One of the small mysteries that has puzzled doctors of late has been the rise in the incidence of whooping cough (sometimes called pertussis) in the industrialized world, despite the existence of a long-standing vaccination program against it. (I had the vaccine as a child; at the time, it was the ‘P’ in the DPT combination vaccine, which protected against diphtheria, pertussis, and tetanus.) Now, according to an article at the “Short Sharp Science” blog at New Scientist, a research team at the University of New South Wales, in Australia, may have discovered at least a part of the answer.
According to The Daily Telegraph of Sydney, “the research team analysed more than 200 samples of the bacterium collected over the past 40 years in Australia and compared them with samples from Japan, Canada, USA and Finland”. They found that there are at least two strains that the vaccine may not protect against – known as MT27 and MT70.

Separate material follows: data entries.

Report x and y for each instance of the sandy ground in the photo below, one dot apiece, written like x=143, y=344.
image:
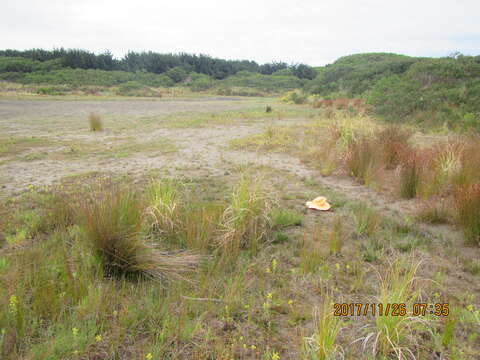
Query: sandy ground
x=201, y=151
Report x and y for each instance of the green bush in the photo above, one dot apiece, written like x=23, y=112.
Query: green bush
x=134, y=88
x=177, y=74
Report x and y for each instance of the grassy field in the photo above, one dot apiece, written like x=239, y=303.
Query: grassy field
x=177, y=229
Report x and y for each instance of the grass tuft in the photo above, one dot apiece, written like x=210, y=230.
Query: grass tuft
x=468, y=212
x=95, y=122
x=410, y=171
x=397, y=335
x=112, y=222
x=322, y=345
x=245, y=223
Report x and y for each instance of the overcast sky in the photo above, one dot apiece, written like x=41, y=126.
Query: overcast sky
x=315, y=32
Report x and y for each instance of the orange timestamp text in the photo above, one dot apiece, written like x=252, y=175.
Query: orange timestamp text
x=395, y=309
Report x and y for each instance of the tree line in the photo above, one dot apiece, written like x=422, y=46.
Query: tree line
x=157, y=63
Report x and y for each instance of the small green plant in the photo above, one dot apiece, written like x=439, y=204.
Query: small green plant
x=322, y=345
x=163, y=211
x=393, y=140
x=434, y=212
x=312, y=256
x=362, y=160
x=336, y=237
x=95, y=122
x=245, y=223
x=410, y=172
x=396, y=335
x=367, y=221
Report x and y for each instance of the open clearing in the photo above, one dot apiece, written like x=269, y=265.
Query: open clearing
x=267, y=305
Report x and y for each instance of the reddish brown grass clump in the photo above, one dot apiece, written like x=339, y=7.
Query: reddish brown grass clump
x=468, y=210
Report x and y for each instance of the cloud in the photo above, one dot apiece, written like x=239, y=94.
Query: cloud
x=310, y=31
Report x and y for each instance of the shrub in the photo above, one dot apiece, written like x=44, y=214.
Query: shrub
x=295, y=96
x=95, y=122
x=177, y=74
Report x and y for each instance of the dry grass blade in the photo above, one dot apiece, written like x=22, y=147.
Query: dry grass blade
x=245, y=222
x=112, y=220
x=95, y=122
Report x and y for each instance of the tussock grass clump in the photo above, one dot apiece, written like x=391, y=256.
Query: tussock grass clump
x=367, y=221
x=410, y=174
x=112, y=222
x=163, y=210
x=393, y=141
x=284, y=217
x=468, y=212
x=397, y=335
x=58, y=212
x=322, y=345
x=434, y=211
x=245, y=223
x=362, y=160
x=95, y=122
x=337, y=236
x=200, y=225
x=312, y=252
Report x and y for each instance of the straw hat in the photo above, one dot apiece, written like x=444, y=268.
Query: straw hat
x=319, y=203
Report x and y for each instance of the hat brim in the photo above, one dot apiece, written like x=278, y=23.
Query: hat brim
x=324, y=207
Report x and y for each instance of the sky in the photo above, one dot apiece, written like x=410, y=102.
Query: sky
x=314, y=32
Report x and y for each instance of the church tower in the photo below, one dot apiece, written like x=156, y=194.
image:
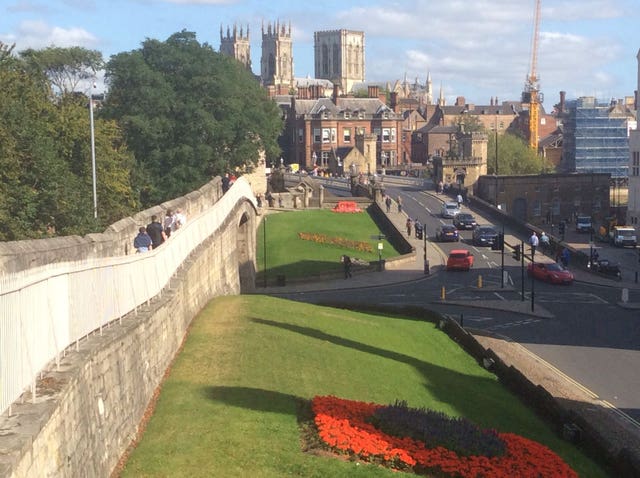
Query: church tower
x=276, y=63
x=339, y=57
x=236, y=45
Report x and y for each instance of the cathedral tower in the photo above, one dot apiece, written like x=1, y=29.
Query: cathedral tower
x=236, y=44
x=276, y=63
x=339, y=57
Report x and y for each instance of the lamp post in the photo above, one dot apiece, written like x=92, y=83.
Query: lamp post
x=93, y=155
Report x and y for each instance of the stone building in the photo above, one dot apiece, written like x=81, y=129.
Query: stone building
x=548, y=198
x=339, y=57
x=276, y=63
x=236, y=45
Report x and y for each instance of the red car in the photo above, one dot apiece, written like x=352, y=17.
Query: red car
x=550, y=272
x=460, y=259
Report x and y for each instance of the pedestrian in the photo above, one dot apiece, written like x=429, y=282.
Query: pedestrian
x=169, y=220
x=156, y=232
x=533, y=242
x=346, y=262
x=142, y=242
x=565, y=257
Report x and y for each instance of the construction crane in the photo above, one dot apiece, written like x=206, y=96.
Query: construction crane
x=531, y=94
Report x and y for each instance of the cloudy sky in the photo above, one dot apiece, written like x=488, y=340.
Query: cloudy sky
x=473, y=48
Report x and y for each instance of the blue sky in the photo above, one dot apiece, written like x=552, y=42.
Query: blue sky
x=473, y=48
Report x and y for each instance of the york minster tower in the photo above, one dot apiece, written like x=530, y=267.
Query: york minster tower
x=236, y=44
x=339, y=57
x=276, y=63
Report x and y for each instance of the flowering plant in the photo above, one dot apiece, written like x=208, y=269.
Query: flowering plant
x=345, y=427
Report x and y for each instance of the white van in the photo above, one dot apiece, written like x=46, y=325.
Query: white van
x=450, y=210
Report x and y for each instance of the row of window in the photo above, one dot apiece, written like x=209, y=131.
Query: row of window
x=329, y=135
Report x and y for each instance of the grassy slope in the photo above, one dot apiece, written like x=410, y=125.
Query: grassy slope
x=229, y=405
x=300, y=258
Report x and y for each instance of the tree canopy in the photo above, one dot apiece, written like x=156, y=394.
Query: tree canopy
x=188, y=114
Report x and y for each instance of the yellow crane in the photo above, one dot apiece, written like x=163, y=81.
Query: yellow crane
x=531, y=94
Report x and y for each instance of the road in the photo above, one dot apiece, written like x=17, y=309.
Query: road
x=587, y=335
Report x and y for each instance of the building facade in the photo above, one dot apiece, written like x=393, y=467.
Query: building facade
x=548, y=198
x=236, y=45
x=339, y=57
x=276, y=62
x=321, y=133
x=596, y=136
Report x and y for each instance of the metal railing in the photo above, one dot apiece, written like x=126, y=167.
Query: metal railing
x=45, y=310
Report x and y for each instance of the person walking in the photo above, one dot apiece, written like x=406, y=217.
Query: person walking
x=156, y=232
x=533, y=242
x=346, y=262
x=142, y=242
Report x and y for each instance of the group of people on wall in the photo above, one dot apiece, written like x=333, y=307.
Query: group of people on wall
x=156, y=233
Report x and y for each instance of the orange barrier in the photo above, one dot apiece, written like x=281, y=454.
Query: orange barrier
x=346, y=206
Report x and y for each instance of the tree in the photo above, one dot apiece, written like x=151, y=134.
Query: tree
x=514, y=156
x=188, y=114
x=66, y=68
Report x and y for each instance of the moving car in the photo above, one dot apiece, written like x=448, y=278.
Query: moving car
x=447, y=233
x=484, y=235
x=464, y=220
x=449, y=210
x=460, y=259
x=550, y=272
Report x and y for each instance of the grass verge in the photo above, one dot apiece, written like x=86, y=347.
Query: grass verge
x=230, y=406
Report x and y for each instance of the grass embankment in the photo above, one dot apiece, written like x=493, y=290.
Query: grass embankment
x=293, y=257
x=229, y=406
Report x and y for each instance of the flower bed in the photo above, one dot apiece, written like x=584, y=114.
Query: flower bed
x=345, y=427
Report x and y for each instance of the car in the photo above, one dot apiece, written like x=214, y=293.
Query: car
x=550, y=272
x=449, y=210
x=484, y=235
x=447, y=233
x=460, y=259
x=464, y=220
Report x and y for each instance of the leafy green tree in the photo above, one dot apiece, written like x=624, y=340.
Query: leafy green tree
x=188, y=114
x=514, y=156
x=66, y=68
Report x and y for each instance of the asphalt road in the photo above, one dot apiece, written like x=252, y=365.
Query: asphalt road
x=588, y=337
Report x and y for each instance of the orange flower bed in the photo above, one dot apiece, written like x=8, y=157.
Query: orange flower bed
x=342, y=425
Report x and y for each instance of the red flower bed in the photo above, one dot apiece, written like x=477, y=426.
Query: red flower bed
x=342, y=425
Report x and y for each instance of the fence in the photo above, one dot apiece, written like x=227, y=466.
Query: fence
x=44, y=311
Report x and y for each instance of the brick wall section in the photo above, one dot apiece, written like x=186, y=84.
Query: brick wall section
x=88, y=411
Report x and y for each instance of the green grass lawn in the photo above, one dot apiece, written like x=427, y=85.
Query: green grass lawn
x=229, y=406
x=293, y=257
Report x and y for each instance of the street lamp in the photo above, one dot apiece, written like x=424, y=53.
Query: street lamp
x=93, y=155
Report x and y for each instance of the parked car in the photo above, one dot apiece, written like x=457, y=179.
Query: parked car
x=484, y=235
x=447, y=233
x=550, y=272
x=460, y=259
x=449, y=210
x=464, y=220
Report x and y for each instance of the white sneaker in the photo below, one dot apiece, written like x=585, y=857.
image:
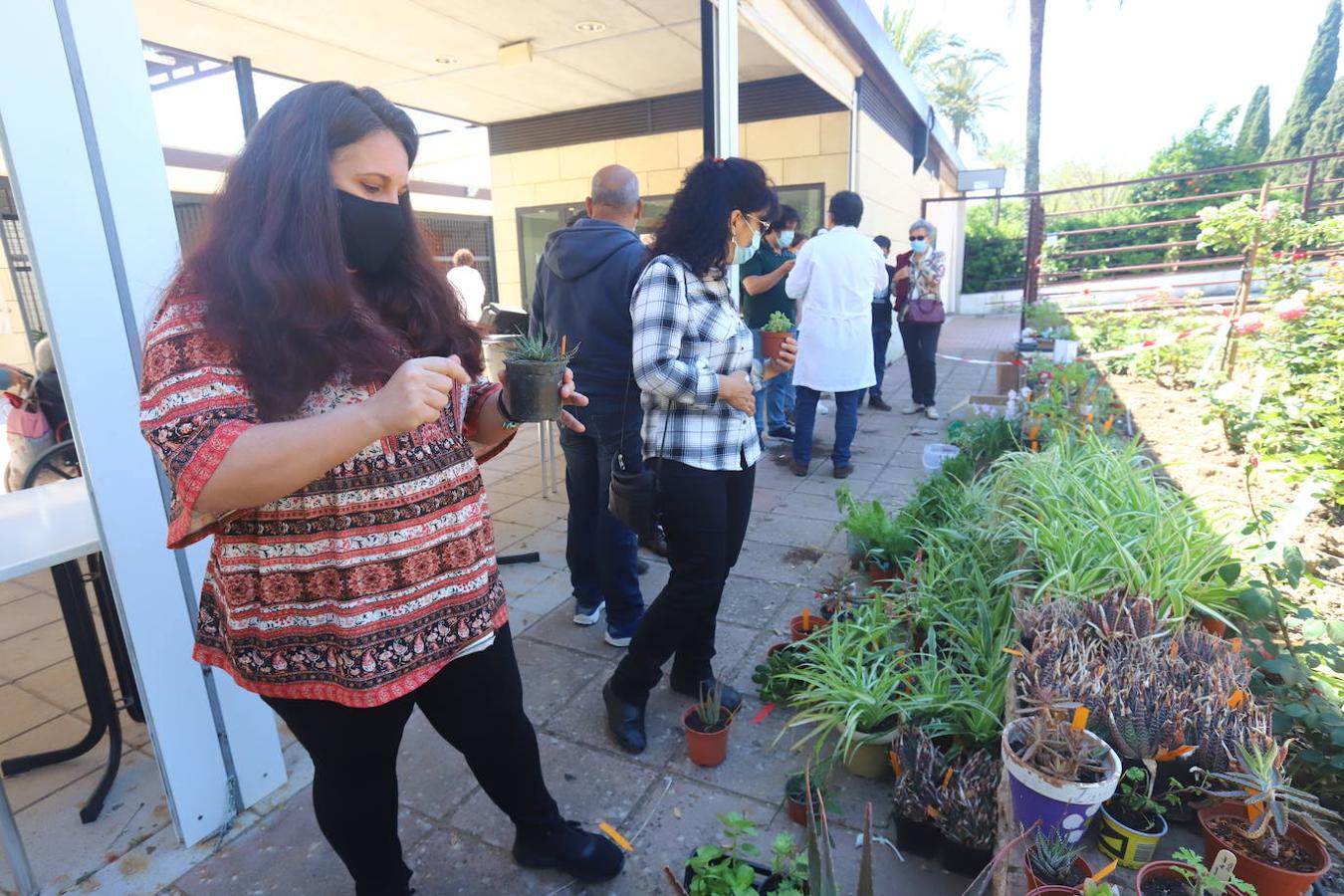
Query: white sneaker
x=582, y=618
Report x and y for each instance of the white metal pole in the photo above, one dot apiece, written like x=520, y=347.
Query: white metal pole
x=88, y=171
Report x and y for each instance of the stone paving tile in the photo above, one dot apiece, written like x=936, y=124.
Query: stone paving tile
x=588, y=788
x=285, y=853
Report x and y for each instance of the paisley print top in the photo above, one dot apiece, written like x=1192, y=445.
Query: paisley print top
x=359, y=585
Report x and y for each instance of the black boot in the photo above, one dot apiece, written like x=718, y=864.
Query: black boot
x=625, y=720
x=729, y=696
x=588, y=857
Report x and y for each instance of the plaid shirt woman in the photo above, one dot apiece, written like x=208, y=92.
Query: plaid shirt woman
x=687, y=334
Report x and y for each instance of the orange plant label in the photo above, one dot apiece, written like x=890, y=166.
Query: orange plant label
x=615, y=835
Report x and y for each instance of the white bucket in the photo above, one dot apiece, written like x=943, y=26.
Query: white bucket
x=936, y=454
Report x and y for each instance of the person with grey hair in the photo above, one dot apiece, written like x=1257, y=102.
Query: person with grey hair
x=583, y=285
x=920, y=315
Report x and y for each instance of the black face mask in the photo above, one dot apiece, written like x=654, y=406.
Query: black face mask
x=369, y=231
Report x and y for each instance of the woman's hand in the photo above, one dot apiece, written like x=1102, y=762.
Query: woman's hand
x=786, y=358
x=570, y=396
x=415, y=395
x=736, y=388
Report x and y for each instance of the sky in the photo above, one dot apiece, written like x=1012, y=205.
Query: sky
x=1120, y=80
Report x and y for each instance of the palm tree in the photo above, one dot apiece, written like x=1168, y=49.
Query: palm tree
x=961, y=95
x=917, y=46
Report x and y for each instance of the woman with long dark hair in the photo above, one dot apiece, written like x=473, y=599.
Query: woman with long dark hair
x=694, y=364
x=315, y=394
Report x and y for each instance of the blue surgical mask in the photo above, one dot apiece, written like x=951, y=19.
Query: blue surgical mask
x=742, y=254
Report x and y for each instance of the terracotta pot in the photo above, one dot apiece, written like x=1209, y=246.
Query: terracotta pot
x=814, y=623
x=1033, y=883
x=706, y=749
x=772, y=342
x=1267, y=880
x=1160, y=871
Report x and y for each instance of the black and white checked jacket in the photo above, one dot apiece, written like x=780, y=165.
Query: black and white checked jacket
x=687, y=331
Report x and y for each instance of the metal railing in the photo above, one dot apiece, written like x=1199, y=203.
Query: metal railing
x=1082, y=251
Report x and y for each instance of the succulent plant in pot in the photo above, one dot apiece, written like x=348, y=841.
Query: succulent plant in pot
x=1054, y=861
x=534, y=371
x=920, y=769
x=1277, y=831
x=968, y=813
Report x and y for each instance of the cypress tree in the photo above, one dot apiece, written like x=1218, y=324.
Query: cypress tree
x=1252, y=138
x=1327, y=134
x=1316, y=84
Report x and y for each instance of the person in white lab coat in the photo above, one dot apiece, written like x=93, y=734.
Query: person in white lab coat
x=468, y=284
x=835, y=280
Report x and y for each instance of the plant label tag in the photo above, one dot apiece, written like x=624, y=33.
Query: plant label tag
x=1224, y=865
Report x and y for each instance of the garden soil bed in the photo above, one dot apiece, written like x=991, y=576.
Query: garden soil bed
x=1197, y=457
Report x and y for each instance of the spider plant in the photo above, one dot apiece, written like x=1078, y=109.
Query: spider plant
x=1260, y=782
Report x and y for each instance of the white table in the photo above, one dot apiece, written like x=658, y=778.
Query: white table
x=43, y=527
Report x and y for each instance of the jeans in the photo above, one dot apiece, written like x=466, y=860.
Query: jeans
x=705, y=516
x=880, y=338
x=773, y=398
x=602, y=554
x=921, y=341
x=475, y=703
x=805, y=419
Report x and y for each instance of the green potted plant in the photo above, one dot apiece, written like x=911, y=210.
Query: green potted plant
x=1052, y=860
x=1189, y=876
x=1132, y=821
x=534, y=371
x=773, y=335
x=707, y=726
x=1275, y=830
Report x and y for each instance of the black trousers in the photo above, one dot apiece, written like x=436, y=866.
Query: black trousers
x=705, y=518
x=475, y=703
x=921, y=341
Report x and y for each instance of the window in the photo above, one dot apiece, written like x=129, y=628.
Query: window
x=537, y=223
x=809, y=202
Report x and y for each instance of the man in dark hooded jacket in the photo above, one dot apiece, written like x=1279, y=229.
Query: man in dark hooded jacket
x=583, y=287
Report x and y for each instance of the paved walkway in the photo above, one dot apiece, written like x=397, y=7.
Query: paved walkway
x=453, y=835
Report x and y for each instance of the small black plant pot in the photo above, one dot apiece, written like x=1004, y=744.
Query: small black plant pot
x=763, y=876
x=533, y=389
x=918, y=837
x=964, y=860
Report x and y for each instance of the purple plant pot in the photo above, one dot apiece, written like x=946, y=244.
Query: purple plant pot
x=1058, y=804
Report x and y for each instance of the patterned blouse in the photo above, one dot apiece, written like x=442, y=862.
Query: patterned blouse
x=355, y=588
x=687, y=331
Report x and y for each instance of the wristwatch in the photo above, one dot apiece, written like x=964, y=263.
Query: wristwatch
x=510, y=422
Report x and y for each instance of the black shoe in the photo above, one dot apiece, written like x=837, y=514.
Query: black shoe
x=588, y=857
x=625, y=720
x=729, y=696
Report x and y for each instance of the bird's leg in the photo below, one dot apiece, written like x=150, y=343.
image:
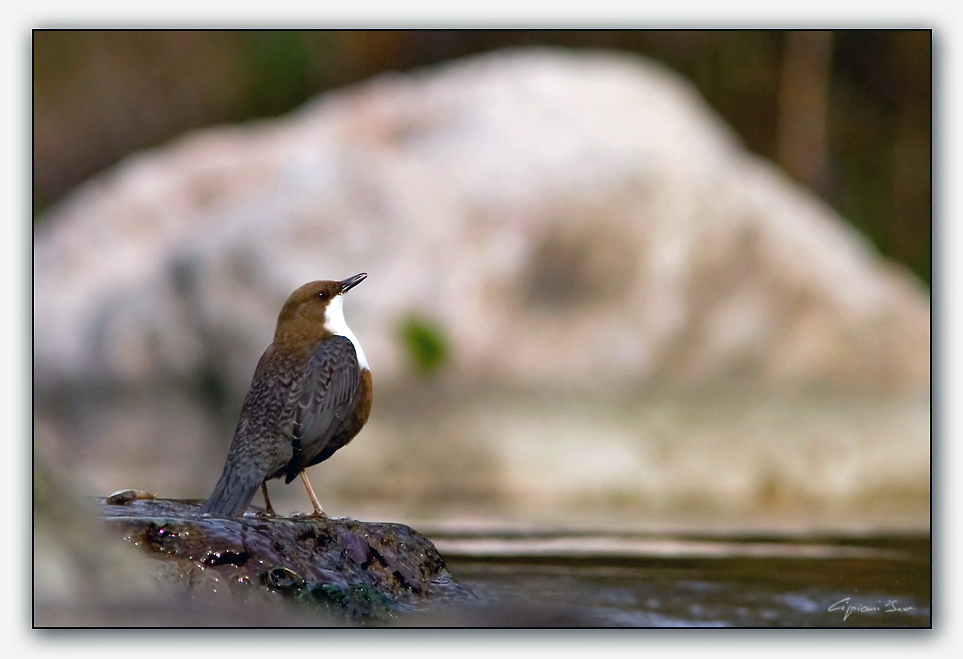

The original vaccine, licensed in 1949, was a “whole-cell” vaccine, containing whole killed Bordetella pertussis bacteria, the organisms that cause whooping cough. But beginning in 1997, the original vaccine was phased out in favor of a new, “acellular” vaccine, which contains only selected antigens from B. pertussis. In their paper [abstract + PDF], published in the journal Emerging Infectious Diseases, the research team describes their use of genetic analysis to identify at least two new strains of the bacterium. Because the new strains have mutated slightly, the antigens they produce do not match the antigens for which the new vaccine “primes” the immune system. The old vaccine, because it included the whole B. pertussis organism, provided several hundred antigens, giving a wider range of protection. (Even if an infectious organism had mutated to change a few antigens, there would be many left by which the immune system could recognize the invader.)
As the research team emphasizes, vaccination is still very important, because pertussis is a very dangerous disease, and even imperfect protection is considerably better than none. Their results may remind us, though, that we need to try to consider all the consequences of introducing new or changed therapies, because there’s probably still no free lunch.